Since 2021, MJC has represented Mr. Melendez in his fight to obtain injunctive relief and to hold FDC accountable for the torturous years he spent in solitary confinement instead of getting the treatment he needed. 

One of Mr. Melendez’s drawings

 

Injunctive Relief (2021-2022) 

In September 2021, after a psychiatric crisis, MJC moved for and obtained an emergency preliminary injunction, securing Mr. Melendez’s release from solitary confinement. The judge ordered Mr. Melendez moved out of solitary confinement and into inpatient mental health treatment. However, one month later, FDC transferred him back into solitary confinement.  

MJC took action again, filing a second emergency motion for a preliminary injunction. After a three-day evidentiary hearing in which Mr. Melendez, six correctional witnesses, well-known psychiatrist Dr. Terry Kupers, and correctional expert Dan Pacholke testified on behalf of Mr. Melendez, the judge ordered FDC to again transfer him out of solitary confinement, this time into general population. FDC unsuccessfully appealed both injunctions to the Eleventh Circuit. 

The Prison Litigation Reform Act limits the duration of preliminary injunctions in prison cases to only 90 days. In one of its briefs, FDC represented that it intended to move Mr. Melendez back to solitary confinement as soon as the 90 days ran out on the second injunction, so MJC moved for a permanent injunction. On the eve of the permanent injunction hearing, the Eleventh Circuit denied FDC’s appeals and affirmed Mr. Melendez’s transfer to general population. Consequentially, FDC agreed to follow the terms of the second injunction for the remainder of the litigation. 

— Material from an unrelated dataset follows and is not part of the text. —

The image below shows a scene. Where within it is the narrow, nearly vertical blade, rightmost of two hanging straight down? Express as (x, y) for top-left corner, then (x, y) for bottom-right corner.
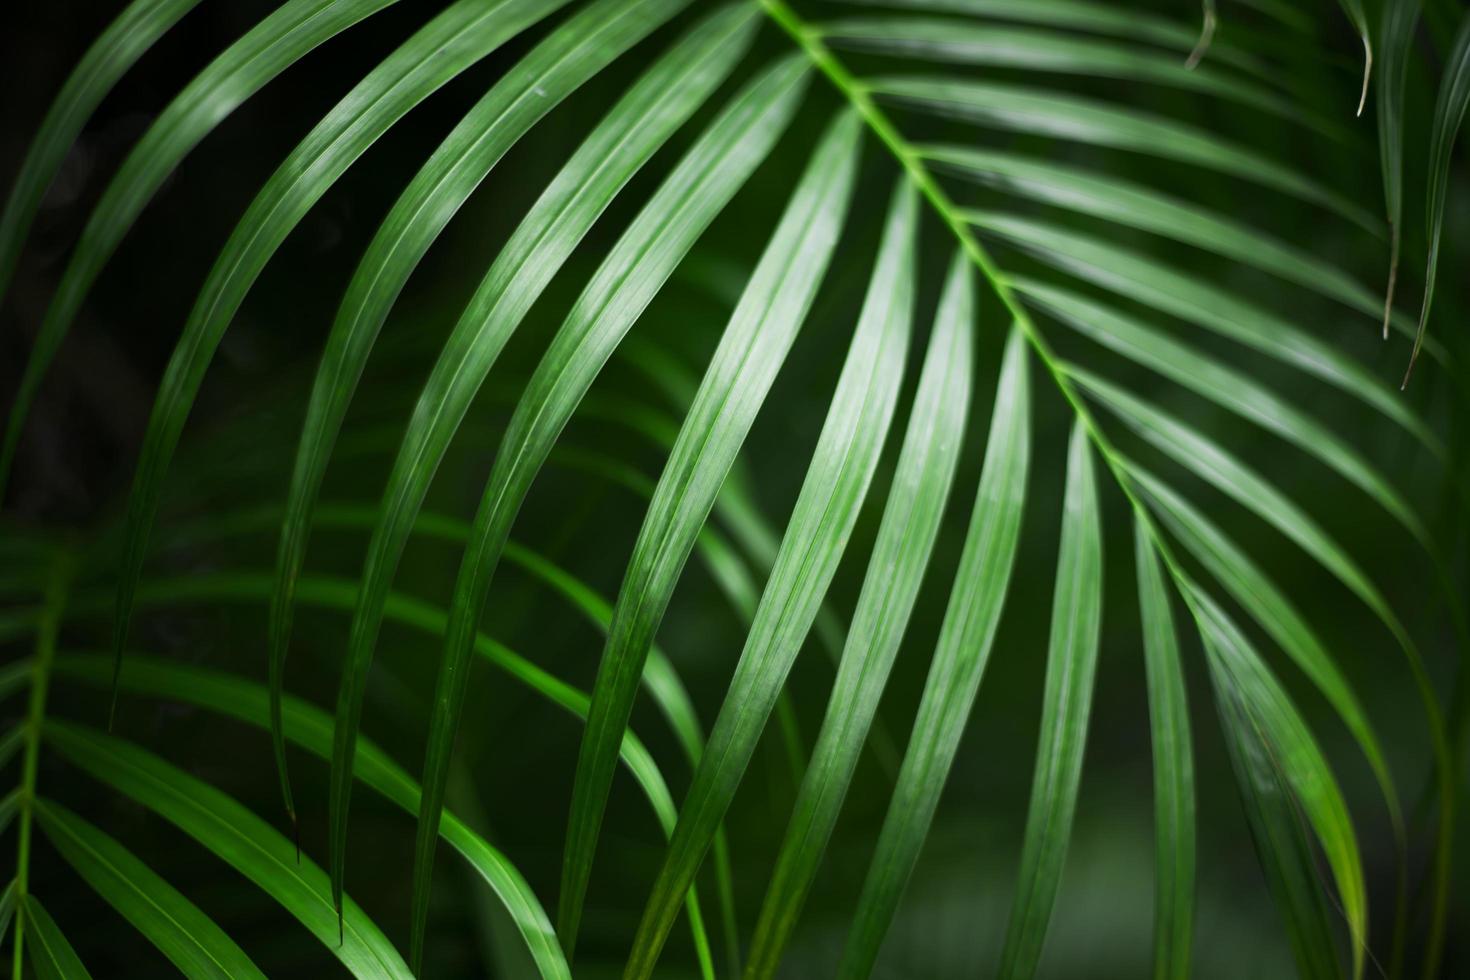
(1133, 522), (1195, 980)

 Summary Judgment (2023-2024) 

 In June 2023, following months of discovery, the district court denied the Defendants’ multiple motions for summary judgment on qualified immunity grounds. Both FDC and the Individual Officer Defendants appealed. In August 2024, the Eleventh Circuit dismissed the Defendants’ appeals for want of jurisdiction. Specifically, it held that Defendants improperly sought review of evidentiary issues not appealable on an interlocutory basis. The case is now heading to trial.